# age limit



## lilacbunnykins (Mar 15, 2005)

Does anyone know if there is an age limit for adoption?we were thinking of fostering for a few yrs then going onto adoption,but we would be 43 by then and didnt know if this would be to old...


----------



## DennyS (Apr 19, 2005)

Hi there

The limit for adoption was 45, but I read that this has been changed and there is no age limit as such, but most local authorities like there to be no more than 45 years between the age of the child and their adoptive paterns.  Have a look at the goverment website, it is very good, and is www.baaf.org.uk.

Good luck.


----------



## KarenM (Jul 30, 2002)

Hi

Here's the official line from BAAF (British Association of Adoption and Fostering) www.baaf.org.uk

* Adopters must be 21 years of age or over. Although there is no upper age limit, many agencies would not usually expect there to be more than about a 45 year age gap between the child and their adoptive parents.
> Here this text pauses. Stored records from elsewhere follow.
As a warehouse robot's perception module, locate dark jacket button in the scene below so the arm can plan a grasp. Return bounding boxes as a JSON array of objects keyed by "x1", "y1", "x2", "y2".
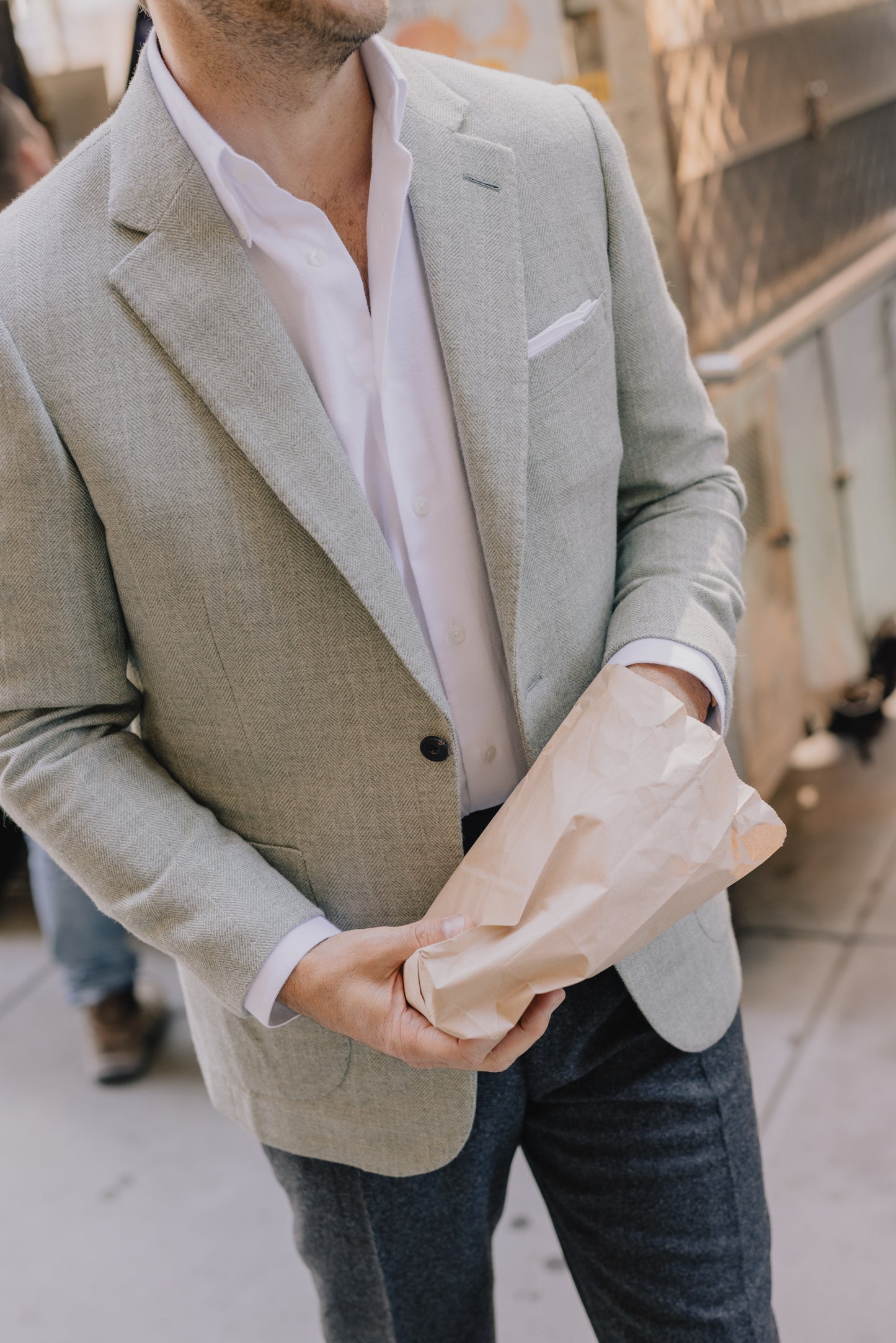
[{"x1": 420, "y1": 737, "x2": 451, "y2": 760}]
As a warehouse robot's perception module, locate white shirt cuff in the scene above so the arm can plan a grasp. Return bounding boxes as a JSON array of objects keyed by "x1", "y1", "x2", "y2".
[
  {"x1": 243, "y1": 915, "x2": 341, "y2": 1026},
  {"x1": 607, "y1": 639, "x2": 725, "y2": 732}
]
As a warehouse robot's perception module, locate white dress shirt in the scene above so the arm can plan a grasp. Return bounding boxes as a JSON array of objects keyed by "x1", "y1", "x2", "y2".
[{"x1": 148, "y1": 33, "x2": 724, "y2": 1026}]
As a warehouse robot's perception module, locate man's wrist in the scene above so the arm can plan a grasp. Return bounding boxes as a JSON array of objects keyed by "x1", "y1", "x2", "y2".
[{"x1": 629, "y1": 662, "x2": 715, "y2": 722}]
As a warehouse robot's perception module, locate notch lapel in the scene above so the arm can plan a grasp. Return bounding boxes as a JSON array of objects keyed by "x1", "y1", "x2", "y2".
[
  {"x1": 396, "y1": 74, "x2": 530, "y2": 704},
  {"x1": 110, "y1": 66, "x2": 449, "y2": 714}
]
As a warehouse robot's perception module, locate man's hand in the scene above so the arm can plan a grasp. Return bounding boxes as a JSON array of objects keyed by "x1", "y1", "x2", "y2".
[
  {"x1": 629, "y1": 662, "x2": 712, "y2": 722},
  {"x1": 280, "y1": 916, "x2": 566, "y2": 1073}
]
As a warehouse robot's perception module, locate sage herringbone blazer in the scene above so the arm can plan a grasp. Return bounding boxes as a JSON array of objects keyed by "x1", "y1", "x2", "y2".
[{"x1": 0, "y1": 51, "x2": 743, "y2": 1174}]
However, any age gap will be considered in the context of the needs of the individual child. *

Hope this helps

Good luck
Karen x


----------



## superal (May 27, 2005)

Hi Lilacbunnykins

I'm glad you asked this question as all though we have adopted two I would love a third, greedy I know, I have one of each & love them to bits, I just feel if I had been able to conceive we would have had 3, does that make sense?

We are 38 & 39 & I would dearly love to adopt again I just thought I was getting to old, so thankyou for asking this question & getting replies to it,

I've just got to convince DH this is for all of us not just me!

Superal


----------



## lilacbunnykins (Mar 15, 2005)

ahh ty for yr replies i will look into this...


----------



## Mummyof2 (Jul 31, 2003)

Hi, I am 45 and have been accepted for child age range 18 months to 3 years old with no problems.  My friend is 49 and has been accepted as well but for older children - 6-10 age range.  Depends what age group you have in mind I suspect.

All the best


----------



## cindyp (Apr 7, 2003)

Hi, my DH and I are almost 43 and we've been told we could go for another one if we want.  I think a lot will depend on what age you want and the type of adopters that your LA/Agency already have on their books.  

A word of warning though, you really don't have the same energy levels when you're older and a young toddler can take it out of you (and I'm speaking from experience).  Emotionally we want a second but are deliberating if we have the physical energy to manage it.   

If you're planning to foster that would probably give you a good idea of what you can manage.

Good luck
Cindy


----------